Assistant Professor of Pediatrics Emory University School of Medicine, Children's Healthcare of Atlanta Atlanta, Georgia, United States
Abstract:
Background: Recent published data has suggested that there has been a plateau in the survival after Norwood with no decrease in mortality over the last 20 years. As there is continued attrition after stages 2 and 3, we wanted to analyze if short term outcomes and survival have changed after stage 2 pallitation. We also wanted to assess if there has been a change in the patient cohort undergoing stage 2 palliation over the last decade.

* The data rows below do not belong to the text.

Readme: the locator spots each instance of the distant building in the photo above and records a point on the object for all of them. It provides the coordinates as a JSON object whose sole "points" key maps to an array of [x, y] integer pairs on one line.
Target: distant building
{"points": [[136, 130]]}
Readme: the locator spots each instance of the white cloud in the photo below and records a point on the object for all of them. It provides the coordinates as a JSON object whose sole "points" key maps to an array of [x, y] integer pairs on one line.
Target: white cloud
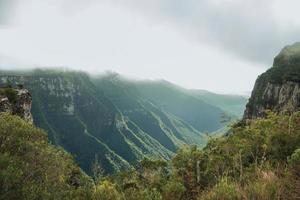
{"points": [[219, 45]]}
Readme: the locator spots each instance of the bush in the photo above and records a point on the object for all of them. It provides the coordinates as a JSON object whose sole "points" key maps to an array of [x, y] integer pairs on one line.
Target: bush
{"points": [[224, 190], [31, 168], [106, 191]]}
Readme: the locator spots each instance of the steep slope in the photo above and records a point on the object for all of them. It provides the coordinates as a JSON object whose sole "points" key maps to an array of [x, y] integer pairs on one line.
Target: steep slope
{"points": [[278, 89], [176, 101], [64, 106], [231, 104], [85, 119], [112, 120], [16, 102]]}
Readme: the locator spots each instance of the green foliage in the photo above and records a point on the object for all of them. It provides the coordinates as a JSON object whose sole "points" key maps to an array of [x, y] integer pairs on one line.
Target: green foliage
{"points": [[224, 190], [10, 93], [106, 191], [31, 168], [256, 161]]}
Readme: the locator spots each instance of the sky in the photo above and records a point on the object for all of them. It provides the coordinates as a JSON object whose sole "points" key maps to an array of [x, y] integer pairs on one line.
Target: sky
{"points": [[217, 45]]}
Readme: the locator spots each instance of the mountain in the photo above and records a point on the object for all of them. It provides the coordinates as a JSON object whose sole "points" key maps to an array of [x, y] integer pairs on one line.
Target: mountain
{"points": [[231, 104], [16, 102], [278, 89], [114, 121]]}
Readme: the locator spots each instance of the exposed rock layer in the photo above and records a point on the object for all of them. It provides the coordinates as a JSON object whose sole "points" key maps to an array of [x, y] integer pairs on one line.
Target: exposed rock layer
{"points": [[19, 105], [278, 89]]}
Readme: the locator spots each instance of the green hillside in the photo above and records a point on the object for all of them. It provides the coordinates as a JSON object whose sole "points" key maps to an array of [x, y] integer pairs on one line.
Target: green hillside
{"points": [[113, 120], [232, 104]]}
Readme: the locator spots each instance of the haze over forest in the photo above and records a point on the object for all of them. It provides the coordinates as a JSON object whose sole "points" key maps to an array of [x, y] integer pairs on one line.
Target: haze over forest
{"points": [[217, 45]]}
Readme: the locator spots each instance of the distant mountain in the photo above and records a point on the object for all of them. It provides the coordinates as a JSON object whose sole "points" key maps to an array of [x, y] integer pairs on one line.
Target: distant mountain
{"points": [[115, 121], [278, 89], [232, 104]]}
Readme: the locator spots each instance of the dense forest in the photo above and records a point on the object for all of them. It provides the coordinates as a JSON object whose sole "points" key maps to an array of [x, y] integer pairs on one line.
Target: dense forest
{"points": [[257, 160]]}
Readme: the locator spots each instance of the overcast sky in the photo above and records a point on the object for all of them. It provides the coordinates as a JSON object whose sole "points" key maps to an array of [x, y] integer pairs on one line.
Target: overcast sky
{"points": [[218, 45]]}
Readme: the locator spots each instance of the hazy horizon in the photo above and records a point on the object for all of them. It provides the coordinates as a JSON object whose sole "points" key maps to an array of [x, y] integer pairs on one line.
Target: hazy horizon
{"points": [[215, 45]]}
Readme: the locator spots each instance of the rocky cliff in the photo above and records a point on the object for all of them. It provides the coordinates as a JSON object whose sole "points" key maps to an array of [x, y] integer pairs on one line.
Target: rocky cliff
{"points": [[16, 102], [278, 89]]}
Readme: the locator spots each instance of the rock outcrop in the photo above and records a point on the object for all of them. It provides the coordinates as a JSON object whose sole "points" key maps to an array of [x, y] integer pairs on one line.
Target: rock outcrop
{"points": [[16, 102], [278, 89]]}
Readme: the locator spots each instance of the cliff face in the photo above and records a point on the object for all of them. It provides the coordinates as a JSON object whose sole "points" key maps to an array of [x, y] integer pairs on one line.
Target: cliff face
{"points": [[16, 102], [278, 89]]}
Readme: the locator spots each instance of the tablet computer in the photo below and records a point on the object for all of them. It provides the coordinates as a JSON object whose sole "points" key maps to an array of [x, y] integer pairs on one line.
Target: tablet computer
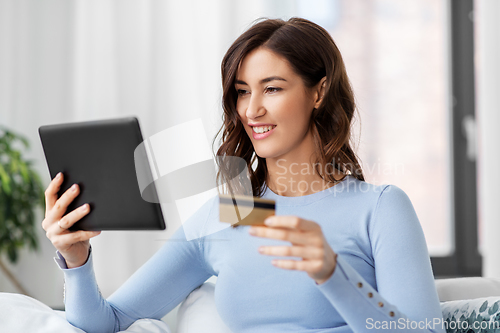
{"points": [[99, 157]]}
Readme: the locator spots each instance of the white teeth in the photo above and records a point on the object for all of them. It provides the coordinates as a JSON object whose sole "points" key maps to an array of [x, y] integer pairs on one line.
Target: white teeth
{"points": [[263, 129]]}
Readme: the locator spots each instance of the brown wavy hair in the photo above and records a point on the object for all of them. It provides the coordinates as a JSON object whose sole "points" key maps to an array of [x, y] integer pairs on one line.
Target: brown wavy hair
{"points": [[313, 55]]}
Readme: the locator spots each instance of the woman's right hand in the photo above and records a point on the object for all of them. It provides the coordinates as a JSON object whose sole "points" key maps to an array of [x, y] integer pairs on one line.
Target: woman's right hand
{"points": [[73, 245]]}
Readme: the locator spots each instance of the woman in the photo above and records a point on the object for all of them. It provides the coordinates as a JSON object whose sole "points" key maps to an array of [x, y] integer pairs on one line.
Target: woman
{"points": [[288, 106]]}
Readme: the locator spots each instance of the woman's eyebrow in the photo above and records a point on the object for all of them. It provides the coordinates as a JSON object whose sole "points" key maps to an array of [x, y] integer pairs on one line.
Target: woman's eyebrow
{"points": [[267, 79]]}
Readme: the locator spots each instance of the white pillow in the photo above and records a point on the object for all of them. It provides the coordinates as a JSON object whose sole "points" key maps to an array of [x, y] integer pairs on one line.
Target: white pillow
{"points": [[21, 314], [198, 313], [455, 289]]}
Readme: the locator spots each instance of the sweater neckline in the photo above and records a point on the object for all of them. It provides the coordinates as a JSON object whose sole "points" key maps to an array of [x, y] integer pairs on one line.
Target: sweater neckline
{"points": [[306, 199]]}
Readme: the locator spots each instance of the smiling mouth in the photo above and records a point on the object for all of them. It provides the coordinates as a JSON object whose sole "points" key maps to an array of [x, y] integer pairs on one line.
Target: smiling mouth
{"points": [[262, 129]]}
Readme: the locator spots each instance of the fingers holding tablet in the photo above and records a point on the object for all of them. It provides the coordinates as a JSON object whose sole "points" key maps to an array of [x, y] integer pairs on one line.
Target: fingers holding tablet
{"points": [[74, 246]]}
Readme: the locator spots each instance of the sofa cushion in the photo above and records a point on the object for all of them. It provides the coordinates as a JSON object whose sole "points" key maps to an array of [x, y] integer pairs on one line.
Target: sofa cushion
{"points": [[472, 315]]}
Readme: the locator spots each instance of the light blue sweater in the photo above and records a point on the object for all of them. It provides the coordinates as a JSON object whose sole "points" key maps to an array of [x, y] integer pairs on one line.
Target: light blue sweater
{"points": [[383, 272]]}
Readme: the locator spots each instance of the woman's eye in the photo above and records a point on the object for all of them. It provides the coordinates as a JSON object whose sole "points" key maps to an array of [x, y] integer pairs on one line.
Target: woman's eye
{"points": [[273, 89]]}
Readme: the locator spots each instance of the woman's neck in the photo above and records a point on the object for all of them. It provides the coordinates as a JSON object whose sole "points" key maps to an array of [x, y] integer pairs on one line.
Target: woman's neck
{"points": [[297, 177]]}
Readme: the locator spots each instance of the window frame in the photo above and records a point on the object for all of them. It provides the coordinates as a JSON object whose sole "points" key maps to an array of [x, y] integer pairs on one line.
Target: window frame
{"points": [[466, 259]]}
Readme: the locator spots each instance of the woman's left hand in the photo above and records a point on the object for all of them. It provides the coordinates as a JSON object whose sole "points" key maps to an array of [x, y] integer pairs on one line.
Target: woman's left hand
{"points": [[308, 242]]}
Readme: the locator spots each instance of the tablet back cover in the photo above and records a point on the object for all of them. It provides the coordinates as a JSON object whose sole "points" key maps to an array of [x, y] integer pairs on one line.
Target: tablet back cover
{"points": [[99, 157]]}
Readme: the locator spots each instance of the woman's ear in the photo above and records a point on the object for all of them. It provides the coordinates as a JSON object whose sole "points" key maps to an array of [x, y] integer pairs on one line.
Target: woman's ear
{"points": [[320, 90]]}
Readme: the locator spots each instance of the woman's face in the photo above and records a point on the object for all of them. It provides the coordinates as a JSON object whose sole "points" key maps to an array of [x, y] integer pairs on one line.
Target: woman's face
{"points": [[274, 105]]}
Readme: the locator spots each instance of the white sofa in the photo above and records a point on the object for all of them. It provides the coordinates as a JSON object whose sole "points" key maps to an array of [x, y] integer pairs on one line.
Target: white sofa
{"points": [[474, 299]]}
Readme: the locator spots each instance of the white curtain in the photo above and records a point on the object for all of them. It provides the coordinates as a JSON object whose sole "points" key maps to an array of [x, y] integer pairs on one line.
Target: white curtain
{"points": [[65, 61]]}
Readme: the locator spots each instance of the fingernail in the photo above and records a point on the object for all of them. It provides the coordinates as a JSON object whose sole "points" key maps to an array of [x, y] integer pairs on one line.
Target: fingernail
{"points": [[269, 221]]}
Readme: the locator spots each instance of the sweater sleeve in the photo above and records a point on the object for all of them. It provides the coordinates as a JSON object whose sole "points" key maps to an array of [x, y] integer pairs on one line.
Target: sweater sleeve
{"points": [[405, 298], [152, 291]]}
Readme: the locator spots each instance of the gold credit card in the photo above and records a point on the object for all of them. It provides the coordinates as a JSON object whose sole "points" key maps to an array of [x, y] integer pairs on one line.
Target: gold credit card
{"points": [[245, 210]]}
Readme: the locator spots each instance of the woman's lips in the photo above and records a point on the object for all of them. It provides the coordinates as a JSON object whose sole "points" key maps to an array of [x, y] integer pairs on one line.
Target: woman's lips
{"points": [[259, 136]]}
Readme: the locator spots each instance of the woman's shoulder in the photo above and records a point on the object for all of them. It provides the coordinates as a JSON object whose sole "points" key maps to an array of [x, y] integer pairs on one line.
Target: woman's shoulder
{"points": [[372, 194]]}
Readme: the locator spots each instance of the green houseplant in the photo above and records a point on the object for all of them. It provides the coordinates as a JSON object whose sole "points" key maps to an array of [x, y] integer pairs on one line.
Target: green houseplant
{"points": [[21, 192]]}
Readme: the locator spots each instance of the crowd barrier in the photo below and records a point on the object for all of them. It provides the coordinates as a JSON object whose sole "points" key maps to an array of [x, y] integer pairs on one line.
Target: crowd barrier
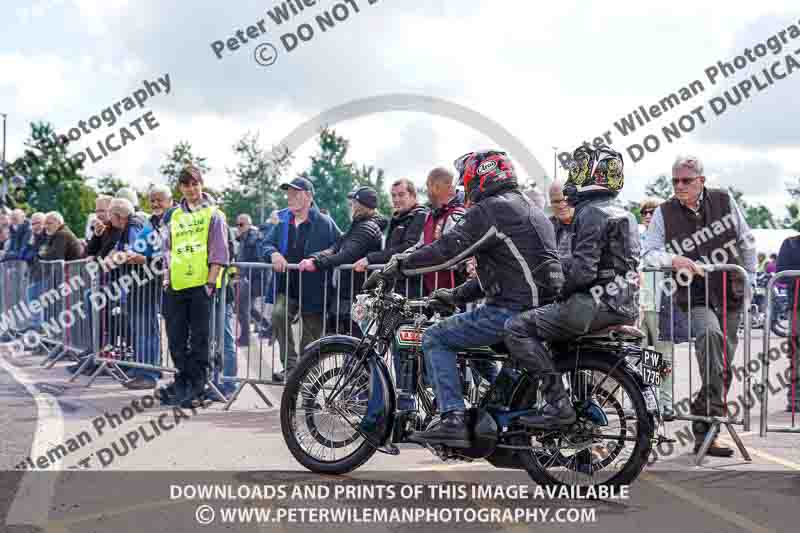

Methods: Retrospective single-center study at an academic quaternary children’s hospital. All patients who underwent stage 2 palliation between January 2008 – December 2020 were included. We aimed to examine short term outcomes of patients who underwent staged palliation stratified by surgical era (pre-2014, and 2014-2022). Analysis was performed using appropriate statistics with significance level set at p = 0.05.
Results: During the study period there were 553 patients who reached stage 2 palliation who were included in this study, of which 307 patients (55.5%) were in the 2014-2020 era, and 246 (44.5%) in the pre-2014 era. Median CPB time 78.5 min, median hospital length of stay was 7 days, and operative mortality was 3.4% (19/556) of the entire cohort. When comparing short term outcomes of patients in the 2014-2020 era to the pre-2014 era, patients in the pre-2014 era were smaller (median weight 6.0 vs 6.2 kg), had higher median hemoglobin (HGB) at the pre-Stage 2 cardiac Cath (13.3 vs 12.8), had lower median arterial saturation (75% vs 80%), had higher median indexed pulmonary vascular resistance (PVRi) (1.5 vs 1.3 WUi), had shorter median CPB times (62 vs 89 minutes), and shorter median hospital length of stay (LOS) (6 vs 8 days) (p < 0.05). There was no difference in both eras in respect to antegrade pulmonary blood flow, right and left pulmonary artery sizes in the pre-stages 2 and 3 cardiac Cath, age at time of surgery, and operative mortality (2.4% vs 4.2%). There were more patients with genetic syndromes operated on in the 2014-2020 era when compared to the pre-2014 era. Post stage-2 mortality was similar (9.3% vs 7.8%) in both eras.
Conclusions: Although the pre-Stage 2 cardiac Cath values are slightly different between both eras they are not of clinical significance. In the more recent era, patients with genetic syndromes are operated on more with no difference in short-term outcomes. We conclude that short term outcomes are similar across the surgical era.